A Scientist Has Derived a Series of Mathematical Solutions to a Problem in Astronomy

A Scientist Has Derived a Series of Mathematical Solutions to a Problem in Astronomy

A phase curve is an actual relationship between a rotating astronomical body and its photosphere. In the case of the Moon, the photosphere is a thin outer atmosphere made up of ice particles and dust. As the Moon orbits Earth, it revolves around the Earth at a rate of about sixty degrees per day. The amount of light received from the Sun during each phase of the Moon varies slightly from region to region due to Earth’s rotation. Kevin Heng of the University of Bern in Switzerland solves the problem posed by this classic physics question about reflected light using new mathematical modeling.
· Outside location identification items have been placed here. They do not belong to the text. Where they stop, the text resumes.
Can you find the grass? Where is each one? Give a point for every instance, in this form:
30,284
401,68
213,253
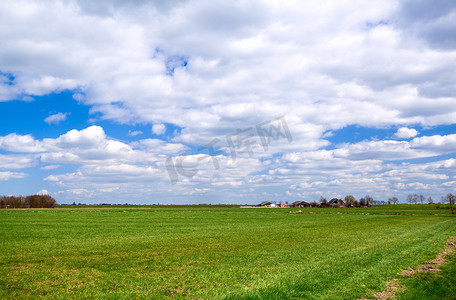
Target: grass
212,252
432,286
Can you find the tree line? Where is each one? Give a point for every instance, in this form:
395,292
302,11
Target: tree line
415,199
32,201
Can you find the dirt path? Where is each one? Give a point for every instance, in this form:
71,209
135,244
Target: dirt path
433,265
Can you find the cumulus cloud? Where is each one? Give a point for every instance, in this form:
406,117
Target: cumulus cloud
158,129
405,133
43,192
8,175
56,118
134,132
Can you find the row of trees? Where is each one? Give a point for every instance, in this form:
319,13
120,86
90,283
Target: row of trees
415,199
350,201
32,201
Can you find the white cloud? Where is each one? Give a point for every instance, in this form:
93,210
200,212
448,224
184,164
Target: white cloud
43,192
158,129
405,133
134,133
56,118
8,175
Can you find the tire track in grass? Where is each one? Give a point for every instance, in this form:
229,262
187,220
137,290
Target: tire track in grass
393,286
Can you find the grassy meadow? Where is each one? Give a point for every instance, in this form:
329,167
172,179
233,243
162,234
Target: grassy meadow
214,252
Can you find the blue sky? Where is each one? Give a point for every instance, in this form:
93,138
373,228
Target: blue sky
215,102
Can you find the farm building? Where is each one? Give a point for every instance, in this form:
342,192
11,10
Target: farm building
336,203
300,204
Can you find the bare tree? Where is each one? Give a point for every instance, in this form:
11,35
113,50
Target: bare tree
323,200
349,200
450,198
410,198
393,200
422,199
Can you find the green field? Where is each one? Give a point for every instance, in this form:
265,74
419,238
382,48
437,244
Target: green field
213,252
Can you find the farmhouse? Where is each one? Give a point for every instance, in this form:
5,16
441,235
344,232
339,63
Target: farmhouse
266,204
300,204
336,203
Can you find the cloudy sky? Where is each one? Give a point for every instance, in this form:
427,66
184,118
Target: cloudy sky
227,101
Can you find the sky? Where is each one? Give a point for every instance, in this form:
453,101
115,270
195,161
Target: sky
239,102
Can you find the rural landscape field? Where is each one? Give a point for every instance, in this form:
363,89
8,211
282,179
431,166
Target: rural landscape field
220,252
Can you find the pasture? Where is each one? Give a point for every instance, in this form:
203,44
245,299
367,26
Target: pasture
213,252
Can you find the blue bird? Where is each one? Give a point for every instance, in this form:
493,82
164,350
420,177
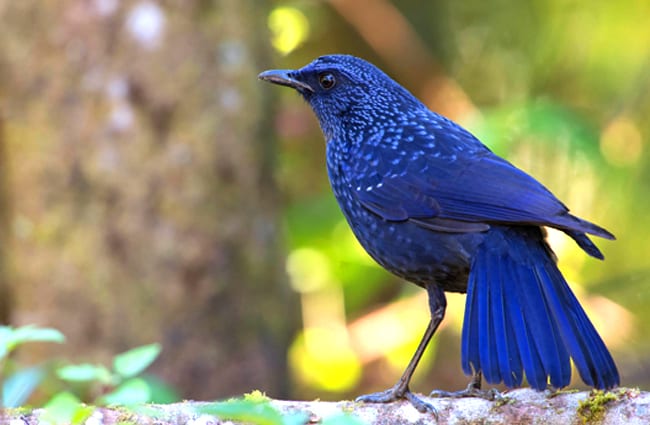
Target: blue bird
433,205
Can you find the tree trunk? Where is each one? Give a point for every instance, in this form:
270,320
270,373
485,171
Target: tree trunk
142,167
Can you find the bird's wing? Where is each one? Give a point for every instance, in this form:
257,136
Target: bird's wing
455,190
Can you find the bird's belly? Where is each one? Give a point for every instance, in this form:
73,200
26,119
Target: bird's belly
419,255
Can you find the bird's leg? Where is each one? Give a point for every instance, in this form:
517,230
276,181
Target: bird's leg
400,390
472,390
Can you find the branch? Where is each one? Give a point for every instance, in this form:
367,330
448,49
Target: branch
522,406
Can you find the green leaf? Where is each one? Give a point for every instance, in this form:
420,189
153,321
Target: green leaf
18,387
133,362
85,372
253,412
132,391
10,338
65,408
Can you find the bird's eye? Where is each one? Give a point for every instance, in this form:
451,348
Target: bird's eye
326,80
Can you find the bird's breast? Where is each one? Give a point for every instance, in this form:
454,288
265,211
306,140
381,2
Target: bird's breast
404,248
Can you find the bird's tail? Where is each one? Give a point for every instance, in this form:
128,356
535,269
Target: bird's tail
522,318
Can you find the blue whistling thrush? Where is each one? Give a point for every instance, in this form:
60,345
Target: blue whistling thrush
433,205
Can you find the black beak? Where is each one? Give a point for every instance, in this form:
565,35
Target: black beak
283,77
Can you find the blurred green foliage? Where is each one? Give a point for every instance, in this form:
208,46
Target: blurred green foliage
124,384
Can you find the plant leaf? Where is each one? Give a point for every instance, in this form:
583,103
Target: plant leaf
254,412
18,387
65,408
85,372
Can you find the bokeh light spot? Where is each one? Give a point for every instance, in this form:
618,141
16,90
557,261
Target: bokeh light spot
323,359
289,27
621,142
309,270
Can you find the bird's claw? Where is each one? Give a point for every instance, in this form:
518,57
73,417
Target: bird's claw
398,393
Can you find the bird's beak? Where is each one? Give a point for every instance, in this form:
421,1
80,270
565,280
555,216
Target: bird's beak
283,77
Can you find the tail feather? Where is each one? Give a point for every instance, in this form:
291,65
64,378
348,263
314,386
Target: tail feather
521,316
590,355
510,364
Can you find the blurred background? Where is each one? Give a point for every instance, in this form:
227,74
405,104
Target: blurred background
153,190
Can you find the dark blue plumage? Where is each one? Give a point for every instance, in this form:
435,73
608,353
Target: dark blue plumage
432,204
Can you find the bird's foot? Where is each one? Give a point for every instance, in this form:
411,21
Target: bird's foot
472,390
399,392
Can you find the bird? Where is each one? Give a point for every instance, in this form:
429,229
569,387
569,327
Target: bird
433,205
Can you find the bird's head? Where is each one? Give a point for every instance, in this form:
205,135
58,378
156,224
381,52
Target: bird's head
346,93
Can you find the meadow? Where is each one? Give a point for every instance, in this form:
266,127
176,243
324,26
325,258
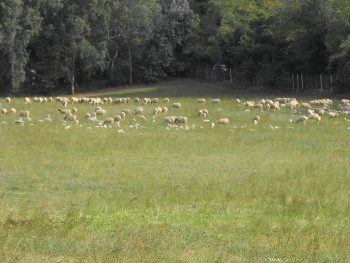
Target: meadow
273,192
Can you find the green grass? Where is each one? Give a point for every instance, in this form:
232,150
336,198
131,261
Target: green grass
226,194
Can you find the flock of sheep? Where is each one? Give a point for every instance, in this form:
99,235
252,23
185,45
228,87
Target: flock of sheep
314,110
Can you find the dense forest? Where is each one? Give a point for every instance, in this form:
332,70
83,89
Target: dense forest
47,46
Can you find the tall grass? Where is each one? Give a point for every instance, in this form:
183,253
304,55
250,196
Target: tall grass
223,194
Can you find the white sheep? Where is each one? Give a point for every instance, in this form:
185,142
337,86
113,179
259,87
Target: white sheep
302,119
176,105
215,101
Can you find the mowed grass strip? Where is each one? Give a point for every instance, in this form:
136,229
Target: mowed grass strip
236,193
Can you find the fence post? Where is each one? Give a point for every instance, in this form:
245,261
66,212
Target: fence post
302,82
297,81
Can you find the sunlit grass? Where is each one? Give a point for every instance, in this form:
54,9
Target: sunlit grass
225,194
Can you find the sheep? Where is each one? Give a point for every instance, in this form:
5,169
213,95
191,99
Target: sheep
24,114
109,120
249,104
154,100
122,114
47,117
333,114
27,100
70,117
256,119
138,110
314,116
87,116
169,119
164,110
19,121
215,101
180,119
147,100
65,111
101,112
202,100
223,121
117,118
176,105
302,119
126,111
305,105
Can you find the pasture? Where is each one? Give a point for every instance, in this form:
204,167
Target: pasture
145,191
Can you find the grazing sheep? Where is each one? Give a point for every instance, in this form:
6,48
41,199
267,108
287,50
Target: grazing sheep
47,117
27,100
302,119
65,111
109,120
117,118
175,105
164,110
126,111
101,112
249,104
305,105
314,116
70,117
87,116
223,121
147,100
19,121
180,119
24,114
155,100
169,119
215,101
333,114
138,110
122,114
256,119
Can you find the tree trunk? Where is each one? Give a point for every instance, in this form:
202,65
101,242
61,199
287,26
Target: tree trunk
112,65
72,83
130,66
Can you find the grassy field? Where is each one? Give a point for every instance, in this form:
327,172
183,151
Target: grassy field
238,193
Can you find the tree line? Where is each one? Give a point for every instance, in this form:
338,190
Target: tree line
51,45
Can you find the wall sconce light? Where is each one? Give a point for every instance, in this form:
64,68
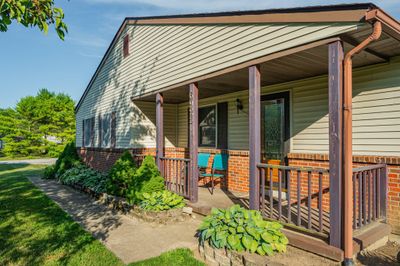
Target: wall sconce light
239,105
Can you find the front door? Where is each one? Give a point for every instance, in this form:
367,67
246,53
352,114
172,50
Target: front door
275,130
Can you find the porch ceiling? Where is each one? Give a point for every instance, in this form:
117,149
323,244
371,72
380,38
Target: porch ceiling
300,65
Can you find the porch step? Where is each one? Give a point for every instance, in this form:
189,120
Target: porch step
313,245
370,235
199,209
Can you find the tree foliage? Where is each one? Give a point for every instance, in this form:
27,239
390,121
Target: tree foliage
39,125
33,13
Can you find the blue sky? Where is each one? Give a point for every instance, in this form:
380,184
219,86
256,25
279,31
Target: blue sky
31,60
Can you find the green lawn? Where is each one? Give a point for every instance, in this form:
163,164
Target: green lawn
6,158
35,231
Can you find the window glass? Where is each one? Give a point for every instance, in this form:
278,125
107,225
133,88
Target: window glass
106,131
207,126
87,132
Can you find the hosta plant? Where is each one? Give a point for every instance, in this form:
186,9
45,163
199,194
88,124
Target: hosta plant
86,177
161,201
242,230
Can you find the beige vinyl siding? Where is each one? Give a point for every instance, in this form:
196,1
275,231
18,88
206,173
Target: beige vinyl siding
376,113
163,55
143,129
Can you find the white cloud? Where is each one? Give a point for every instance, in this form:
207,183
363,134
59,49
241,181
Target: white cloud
219,5
88,40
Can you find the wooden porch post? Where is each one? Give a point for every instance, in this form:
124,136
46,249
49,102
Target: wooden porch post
335,141
254,135
159,129
193,137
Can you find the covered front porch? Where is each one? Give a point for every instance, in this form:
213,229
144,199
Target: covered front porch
307,198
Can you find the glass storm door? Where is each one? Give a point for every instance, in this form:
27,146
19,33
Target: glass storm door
274,119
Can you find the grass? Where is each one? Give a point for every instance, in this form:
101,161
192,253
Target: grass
35,231
8,158
182,256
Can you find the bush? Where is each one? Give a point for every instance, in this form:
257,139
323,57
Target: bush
147,180
121,175
161,201
68,158
49,172
239,229
86,177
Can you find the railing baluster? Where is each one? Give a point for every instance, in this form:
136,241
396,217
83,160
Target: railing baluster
364,194
369,196
279,194
309,199
374,198
360,199
378,194
298,198
289,197
354,200
320,201
176,176
262,175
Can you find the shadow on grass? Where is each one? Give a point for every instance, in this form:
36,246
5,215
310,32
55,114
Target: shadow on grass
35,231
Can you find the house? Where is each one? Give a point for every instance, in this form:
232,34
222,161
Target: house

“The ability to write down mathematical solutions for phase curves of reflected light on paper means that one can use them to analyze data in seconds. Pierre Auclair-Desrotour is a more talented applied mathematician than I am, and we promise exciting results in the near future,” said Heng.

There are many previous approaches for the calculation of phase curves, including some that have existed since the 18th century, created by Johann Heinrich Lambert. While Lambert’s solution did not make the spreading of knowledge any easier, it did provide a basis for understanding what happens when light passes through a refractive medium.

Heng’s paper offers solutions for the shape of the phase curve and albedo, which are only known up to this point in computer models. By identifying the correct phase curve shape and the optimal albedo (reflectivity), Heng was able to state his findings mathematically.

Heng is collaborating with scientists from the American-led TESS space telescope to analyze currently existing phase curve data from the upcoming James Webb Space Telescope and using them to come up with new methods for analyzing future phase curve data.

Post Comment

This site uses Akismet to reduce spam. Learn how your comment data is processed.